A glimpse into official thinking can be seen in internal documents recently released by the FBI that give guidance to agents searching the vast oceans of data swept up under the authority of the Foreign Intelligence Surveillance Act (FISA). It includes procedures for reviewing Americans’ communications collected without a warrant under Section 702, the authority devised for surveilling foreigners abroad. It details the ways in which agents can, under rules established by the secret FISA Court, search these records for evidence of a crime not relating to national security, even though the primary purpose Congress crafted FISA and Section 702 was to catch foreign terrorists and spies.

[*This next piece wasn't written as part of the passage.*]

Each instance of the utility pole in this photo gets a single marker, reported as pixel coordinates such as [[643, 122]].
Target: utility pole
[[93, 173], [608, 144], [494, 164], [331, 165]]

This workaround rests on the fact that with the global integration of communications, it is impossible to sweep up large amounts of communications without “incidentally” sweeping up the communications of Americans. The culture of compliance at the FBI is about compliance with its own internal rules. These documents demonstrate the extent to which queries about U.S. persons Section 702 data – performed more than 200,000 times last year alone – have become the FBI’s honeypot for domestic surveillance.
That is why 702 information has been used in investigating purely domestic crimes and investigations, from bribery to health care fraud – hardly matters of national security.
These documents show the extent to which the FBI has elaborate rules in place to sanitize the ways agents access this information to obtain Americans’ communications in a domestic criminal investigation. But you will search this document in vain for mention of the words “privacy,” “warrants,” and “Fourth Amendment.”
How’s that for an idea – a culture of compliance with the U.S. Constitution?